The Trogus lapidator (parasitic wasp) and other varieties of Ichneumoninae species will often parasitize Lepidoptera pupae as parasitoids. The parasite eventually emerges from the host pupae as an adult by slicing out a cap at the terminal end of the chrysalis and breaking through. In small heath pupae, staining can sometimes be seen around the cut site of the cap.

=== Interactions with humans ===
As a grassland species, the effects of intense, widespread agriculture is a concern for the welfare of the small heath. Grassland management through periodic ecological disturbances (i.e. mowing) is considered necessary to maintain "semi-natural" grasslands. Negative effects of mowing include the loss of biodiversity, the conversion of natural grasslands into agricultural fields, mortality, and loss of nectar resources. However, a study shows that such disturbances of these habitats may actually lead to an increase in the population of grassland butterflies including the small heath.

== Conservation ==
Overall, the small heath is generally common and abundant throughout its geographic distribution, particularly in Europe. Urban habitats have become a significant focus in the conservation of the small heath due to the widespread green fragments forming chains of ecological biodiversity. In a study of elevated atmospheric CO_{2} levels on development, it was determined that larval development time increased due to elevated CO_{2} levels, suggesting an effect of CO_{2} on larval performance.

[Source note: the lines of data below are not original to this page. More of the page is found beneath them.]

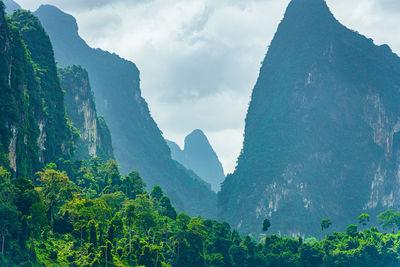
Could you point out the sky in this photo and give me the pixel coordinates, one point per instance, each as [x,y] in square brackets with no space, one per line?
[200,59]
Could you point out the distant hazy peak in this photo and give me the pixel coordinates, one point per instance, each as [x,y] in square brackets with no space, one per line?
[198,136]
[11,6]
[199,156]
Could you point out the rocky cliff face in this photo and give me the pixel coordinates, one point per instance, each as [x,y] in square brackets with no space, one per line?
[321,136]
[199,156]
[28,139]
[55,137]
[95,137]
[138,142]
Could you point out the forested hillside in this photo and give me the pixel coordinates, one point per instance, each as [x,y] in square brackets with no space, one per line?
[34,126]
[99,218]
[322,129]
[95,137]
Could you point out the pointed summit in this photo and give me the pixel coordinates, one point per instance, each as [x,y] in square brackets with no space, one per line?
[11,6]
[135,136]
[321,130]
[199,156]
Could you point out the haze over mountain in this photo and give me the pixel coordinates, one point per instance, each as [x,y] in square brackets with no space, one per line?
[322,129]
[199,156]
[137,141]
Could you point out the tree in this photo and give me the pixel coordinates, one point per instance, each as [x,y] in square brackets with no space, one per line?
[266,225]
[37,219]
[363,219]
[92,232]
[130,216]
[8,222]
[166,208]
[133,185]
[389,220]
[352,230]
[56,189]
[156,193]
[325,224]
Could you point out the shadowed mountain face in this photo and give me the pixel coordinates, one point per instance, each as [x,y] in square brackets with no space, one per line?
[95,137]
[137,141]
[322,130]
[199,156]
[11,6]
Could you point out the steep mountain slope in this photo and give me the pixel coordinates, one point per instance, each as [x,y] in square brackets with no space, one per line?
[55,132]
[138,143]
[322,129]
[199,156]
[33,126]
[95,137]
[11,6]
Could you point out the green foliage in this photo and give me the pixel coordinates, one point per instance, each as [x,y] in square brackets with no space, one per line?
[364,219]
[266,225]
[325,224]
[389,220]
[94,135]
[66,224]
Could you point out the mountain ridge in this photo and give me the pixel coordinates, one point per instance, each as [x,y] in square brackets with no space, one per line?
[321,129]
[199,156]
[135,135]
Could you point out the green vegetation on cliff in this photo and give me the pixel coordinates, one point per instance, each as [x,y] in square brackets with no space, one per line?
[95,137]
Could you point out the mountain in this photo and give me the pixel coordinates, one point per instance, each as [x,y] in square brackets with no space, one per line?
[322,130]
[95,137]
[11,6]
[33,125]
[199,156]
[137,140]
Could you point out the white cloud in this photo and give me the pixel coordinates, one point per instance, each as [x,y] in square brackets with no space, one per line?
[199,59]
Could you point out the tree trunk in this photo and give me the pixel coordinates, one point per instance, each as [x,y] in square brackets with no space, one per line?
[106,254]
[130,240]
[157,259]
[81,244]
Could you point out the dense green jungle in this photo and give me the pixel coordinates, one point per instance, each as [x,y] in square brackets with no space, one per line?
[64,201]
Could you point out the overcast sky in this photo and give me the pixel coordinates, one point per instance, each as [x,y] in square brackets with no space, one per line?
[199,59]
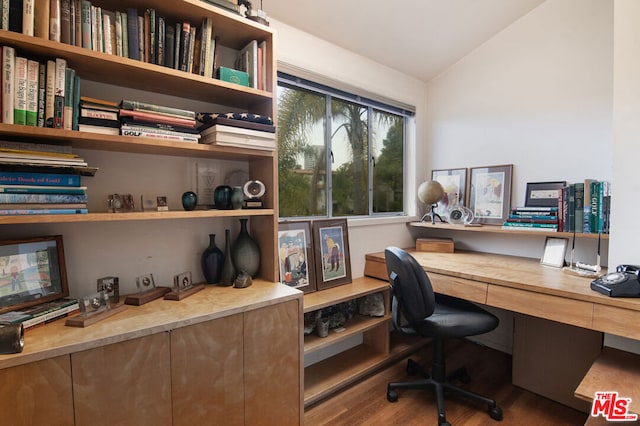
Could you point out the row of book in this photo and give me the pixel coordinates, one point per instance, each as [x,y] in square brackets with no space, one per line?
[143,35]
[42,313]
[38,93]
[582,207]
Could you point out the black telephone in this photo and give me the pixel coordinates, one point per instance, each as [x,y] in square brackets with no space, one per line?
[625,282]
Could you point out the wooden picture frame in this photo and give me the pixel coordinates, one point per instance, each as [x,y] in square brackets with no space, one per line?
[454,182]
[295,255]
[490,193]
[543,194]
[331,252]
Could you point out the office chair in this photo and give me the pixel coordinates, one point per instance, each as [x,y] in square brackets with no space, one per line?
[417,310]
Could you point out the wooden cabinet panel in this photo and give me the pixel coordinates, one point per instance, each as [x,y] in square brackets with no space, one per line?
[38,393]
[273,364]
[125,383]
[568,311]
[206,373]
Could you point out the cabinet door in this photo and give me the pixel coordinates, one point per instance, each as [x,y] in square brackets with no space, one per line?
[38,393]
[273,364]
[206,373]
[126,383]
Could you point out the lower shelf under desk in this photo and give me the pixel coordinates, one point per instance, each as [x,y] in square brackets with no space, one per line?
[332,374]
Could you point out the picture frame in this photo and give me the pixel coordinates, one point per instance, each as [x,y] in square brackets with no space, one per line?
[490,193]
[32,272]
[543,194]
[454,183]
[295,255]
[555,250]
[331,253]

Additionally, it was found that food-plant preferences of larvae might also be affected, which could play a future evolutionary role, although this is an area that requires further research.

=== Status in the Netherlands ===
In the Netherlands, the distribution of the Coenonympha tullia is significantly reduced as a result of climate change. Also satyrine species of the genus Coenonympha, the C. hero and C. arcania have gone extinct. One study shows that the small heath has adapted well to climate change and will continue to survive because it can adapt biologically to altered environments. In response to these environmental changes (i.e. temperature), the small heath can overwinter in diapause, which promotes its survival through rapid development.

===Status in England===

The small heath, like its cousin the wall brown, has been in serious decline across much of southern England for reasons unclear, and was accordingly designated as a UK Biodiversity Action Plan Priority Species (research only) by DEFRA in 2007. These butterflies typically live in colonies, which have been negatively impacted by construction, human development, and general habitat loss in recent years. In 2007, the IUCN category status listed the small heath as near threatened.